Je ne me souviens pas des détails, mais on m'a dit qu’une fois revenue chez elle, elle a réussi à acheter de faux papiers d'identité. Cela comprenait des certificats de baptême nous donnant, à elle et à moi, des noms hongrois différents, à consonance non-juive. Je devais apprendre un nouveau nom. On m’aurait apparemment dit que ma maman devrait repartir à nouveau si je l’oubliais. Je suppose que c'était une motivation très puissante pour m’en rappeler. J'ai vu ces certificats de baptême; j’y étais devenue Judith Elizabeth (Erzsébet) Bazso. Il y était indiqué que nous venions d'une partie de l'Est de la Hongrie qui était alors en train de tomber aux mains des soviétiques. Puis nous sommes allées chez une de ses cousines  qui était la veuve d'un officier hongrois non juif, un avantage de son mariage mixte. Les voisins ne savaient rien de ses origines. Ici encore, j'ai quelques vagues souvenirs de bombardements, d'avoir à se cacher dans la cave, etc.

Ainsi, nous avons survécu tous les trois, ainsi qu’une bonne partie de ma famille élargie de Budapest, sauf deux oncles. Les membres de notre parenté qui vivaient en dehors de la capitale ne s’en sont pas aussi bien sortis. Presque tous ont péri.

Mon père était un homme hors du commun. En dépit de toutes les souffrances, il n’a pas perdu son attitude positive, sa confiance envers les gens et sa bonne nature généreuse. Cela a été plus difficile dans le cas de ma mère. La plus grande partie de sa vie a été dominée par un syndrome de stress post-traumatique et par de l’anxiété, surtout en vieillissant.

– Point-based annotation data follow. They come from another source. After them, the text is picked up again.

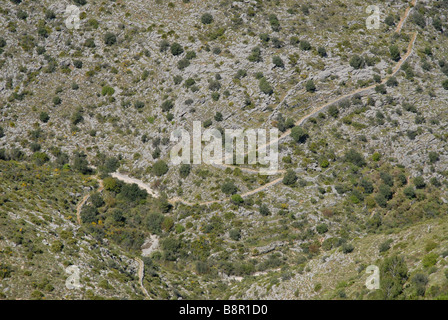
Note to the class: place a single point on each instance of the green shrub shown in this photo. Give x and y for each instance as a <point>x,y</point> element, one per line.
<point>357,62</point>
<point>322,228</point>
<point>176,49</point>
<point>235,234</point>
<point>347,248</point>
<point>184,170</point>
<point>44,117</point>
<point>409,192</point>
<point>290,178</point>
<point>229,188</point>
<point>255,55</point>
<point>299,134</point>
<point>354,157</point>
<point>265,87</point>
<point>394,53</point>
<point>264,210</point>
<point>430,260</point>
<point>278,62</point>
<point>107,91</point>
<point>207,18</point>
<point>419,182</point>
<point>236,199</point>
<point>160,168</point>
<point>305,45</point>
<point>310,86</point>
<point>110,38</point>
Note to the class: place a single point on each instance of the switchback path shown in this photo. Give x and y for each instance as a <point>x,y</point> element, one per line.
<point>300,122</point>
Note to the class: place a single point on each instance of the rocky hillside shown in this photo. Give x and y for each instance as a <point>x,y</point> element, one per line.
<point>85,171</point>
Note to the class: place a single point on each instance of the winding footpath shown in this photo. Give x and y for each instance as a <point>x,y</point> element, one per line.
<point>152,192</point>
<point>141,273</point>
<point>300,122</point>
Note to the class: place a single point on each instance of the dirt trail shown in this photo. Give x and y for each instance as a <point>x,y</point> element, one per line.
<point>141,273</point>
<point>141,184</point>
<point>300,122</point>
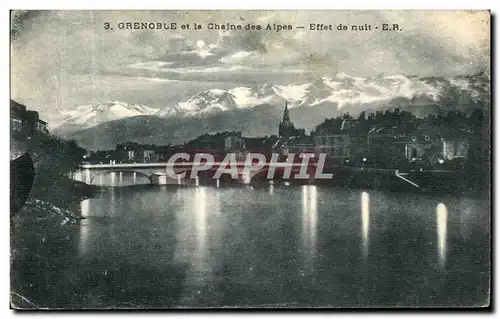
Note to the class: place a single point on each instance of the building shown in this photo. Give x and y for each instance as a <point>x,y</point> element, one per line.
<point>233,141</point>
<point>339,140</point>
<point>25,122</point>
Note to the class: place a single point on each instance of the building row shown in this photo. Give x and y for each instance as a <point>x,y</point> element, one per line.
<point>24,122</point>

En tant que psychologue clinicienne, spécialisée dans les traumatismes psychologiques, comme on s’y attendrait, je comprends d’un point de vue scientifique les implications de ces horribles expériences de guerre. Je suis ce qu’on appelle une « jeune survivante », c’est-à-dire que j’avais moins de dix-huit ans à la fin de la guerre. Je suis aussi un enfant de survivants. J’en saisis personnellement les implications.

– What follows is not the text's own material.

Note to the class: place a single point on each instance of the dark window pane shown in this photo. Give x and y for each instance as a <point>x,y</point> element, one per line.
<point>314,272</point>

Cependant, malgré le lourd fardeau psychologique que les survivants ont porté et portent encore, leur résilience et leur ingéniosité m’étonnent toujours. Ils peuvent être un modèle et faire la leçon à beaucoup d'entre nous.

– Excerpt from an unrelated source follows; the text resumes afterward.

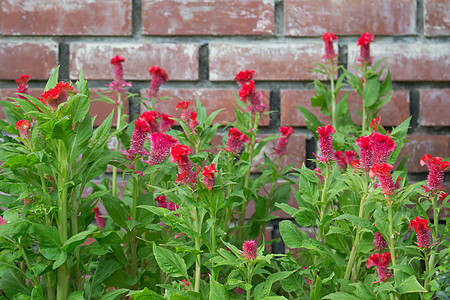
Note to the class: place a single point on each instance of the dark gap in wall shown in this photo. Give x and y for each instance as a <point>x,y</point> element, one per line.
<point>63,59</point>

Je réalise également qu'il y a eu, parmi les non-juifs, encore beaucoup de victimes innocentes, des deux côtés de cette terrible guerre. Nous constatons aussi qu’un grand nombre de personnes ont payé, et continuent de le faire, un prix physique et psychologique très élevé dans de nombreux autres conflits et génocides auxquels nous avons assisté depuis la fin de la Seconde Guerre mondiale.

Malheureusement, le monde n'a pas appris.

Remarques de l’éditeur

* Intervention faite lors de la Commémoration chrétienne de la Shoah à l’Église luthérienne St. Angar de Montréal le 12 avril 2015. Judith Nemes est psychologue clinicienne, spécialisée dans le stress traumatique.